Thanks for the information, due to my lack of technical knowledge I have no idea what Block Outsider Intrusion into LAN means, but this sounds super important. Why is this not recommended by PG?
Generally it is because of breakages, anti-adblock or unnecessary whitelisting filters you say, I have no idea if these apply here.
Yeah, I see that you mean. They do have different profiles that you can choose from similar to how uBlock Orgin’s developers have different “modes” you can use. From a quick glance, they do seem to have some nice lists like “Most Abused TLDs”, but I feel like most of the filters could be replicated with a DNS.
I agree, the defaults are lightweight and are tested by the developers of uBlock to make sure they are compatible and are working correctly. If people want additional functionality out of uBlock, they could follow the documentation from the developers.
Well, it is true, Brave does not use uBO under the hood, so I don’t know what your problem is. Filterlists and filterlist syntax is something else.
Most Brave users do not use uBO. Brave’s ad blocker is not an extension and thus MV3 has zero impact on it. There are plenty of independent filterlist projects. I don’t know why they would suddenly go away just because of MV3.
I think are confusing uBlock Origin (adblocking software) with Easylist/Easyprivacy (The name of the primary filterlists used in both uBO and Brave and many many other adblockers. These filterlists predate both uBO and Brave by many years).
Can’t speak to PG’s reasons, but one reason I see is that URL Tracking Protection addresses a specific niche not (fully) addressed by the general purpose blocklists. While the other lists you mentioned are addressed by the general purpose default ad and tracker blocklists enabled by default in uBO (with the exception of the cookie banner list which is an annoyance/UI consideration, not a privacy or adblock consideration, and not something everyone wants to block).

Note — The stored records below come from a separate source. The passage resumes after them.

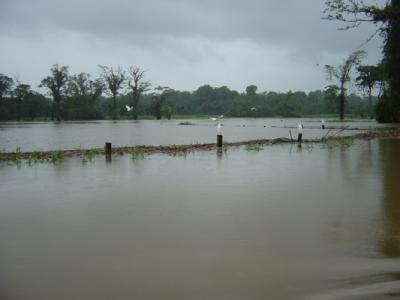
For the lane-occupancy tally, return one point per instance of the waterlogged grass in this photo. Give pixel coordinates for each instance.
(137, 154)
(88, 157)
(334, 144)
(254, 147)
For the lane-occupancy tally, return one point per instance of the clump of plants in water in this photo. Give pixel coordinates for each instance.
(56, 157)
(333, 144)
(137, 154)
(88, 157)
(254, 147)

I agree, there is nothing wrong with doing this sort of blocking at the browser level, but it seems more logical to block malicious and suspicious domains and malware domains at the DNS level).

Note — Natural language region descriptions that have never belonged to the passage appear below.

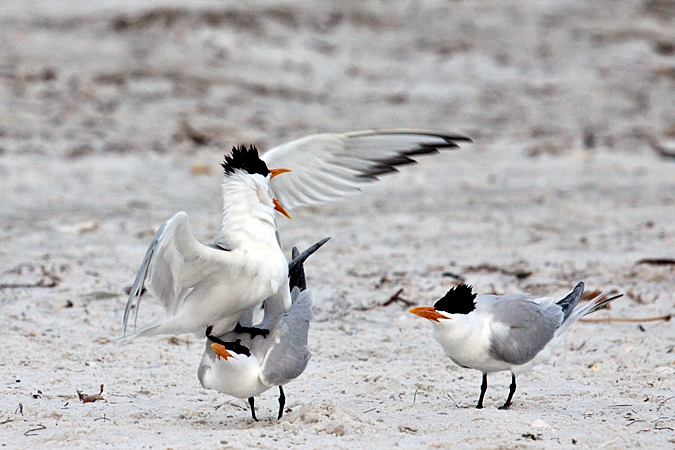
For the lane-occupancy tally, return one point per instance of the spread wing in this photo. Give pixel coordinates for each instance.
(288, 354)
(173, 264)
(329, 166)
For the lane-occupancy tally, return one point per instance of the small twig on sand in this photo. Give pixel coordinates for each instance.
(393, 299)
(90, 398)
(31, 432)
(657, 261)
(667, 317)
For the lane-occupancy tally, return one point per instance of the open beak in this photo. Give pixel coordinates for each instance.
(276, 172)
(220, 351)
(428, 312)
(280, 208)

I know they are using another engine for the filtering, but the filter lists they are using are uBO’s (except few filters crafted for their specific issues), and any concern about what the filters could do apply to both (of course except the filters that can only be applied to Firefox). EasyList and EasyPrivacy are already the common filter lists for multiple products before Brave (and because of that they can’t resolve more complex issues in nowadays websites).

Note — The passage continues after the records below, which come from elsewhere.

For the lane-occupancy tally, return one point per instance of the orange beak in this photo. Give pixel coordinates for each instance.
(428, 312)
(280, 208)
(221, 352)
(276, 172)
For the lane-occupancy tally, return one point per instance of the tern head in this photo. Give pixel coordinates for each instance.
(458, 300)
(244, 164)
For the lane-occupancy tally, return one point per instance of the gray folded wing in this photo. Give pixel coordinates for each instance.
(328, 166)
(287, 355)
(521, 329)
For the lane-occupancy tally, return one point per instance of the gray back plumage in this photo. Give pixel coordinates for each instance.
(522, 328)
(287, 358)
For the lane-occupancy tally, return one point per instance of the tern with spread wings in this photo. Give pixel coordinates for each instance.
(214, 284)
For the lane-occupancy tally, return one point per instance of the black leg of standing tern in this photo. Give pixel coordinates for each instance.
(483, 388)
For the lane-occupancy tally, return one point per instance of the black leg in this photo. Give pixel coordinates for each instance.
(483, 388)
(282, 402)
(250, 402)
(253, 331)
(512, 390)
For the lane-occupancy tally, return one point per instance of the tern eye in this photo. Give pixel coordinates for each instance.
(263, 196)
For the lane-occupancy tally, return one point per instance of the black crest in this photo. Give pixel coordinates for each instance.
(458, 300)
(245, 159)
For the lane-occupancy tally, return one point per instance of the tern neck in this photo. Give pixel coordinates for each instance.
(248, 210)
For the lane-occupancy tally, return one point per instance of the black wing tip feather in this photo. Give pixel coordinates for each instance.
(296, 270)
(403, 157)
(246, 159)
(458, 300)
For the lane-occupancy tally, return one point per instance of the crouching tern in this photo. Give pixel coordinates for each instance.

Any new features uBO introduces to resolve new issues from the websites (scriptlets, static network filters…), Brave will have to follow, or those new filters will be discarded inside Brave. This showed the most clearly in YouTube’s war when new features were constantly be created due to YouTube’s constant interfering to uBO’s filters. That’s what I want to clarify, instead of the blanket “Brave does not use uBO” because there are 2 critical components for the blocker: the engine AND the filter lists, without any of them, there’s no blockers.
As said above, filter lists and engine are both critical components of the blocker.
The problem is the solutions for the future issues. Filters are created to be compatible with both chromium and firefox. Without the ability to investigate on chromium, the incompatibility gap will be bigger, especially for the product that is using uBO’s lists. If they are using their own solutions like Adguard, they can do that by their own, but currently not. And no, there are very few filter lists projects that tackle more complicated issues of nowadays websites. Most of them are just ABP-style (EasyList, EasyPrivacy…). The problem also comes from the nature of the blocker where there’s 0-to-few assisting tool for anyone who wants to investigate with Brave Shield. That hinders a lot of contributions and communications to the project itself. Blockers are products that need to solve issues everyday and need as much transparent as possible, and more people able to investigate the issues, the better.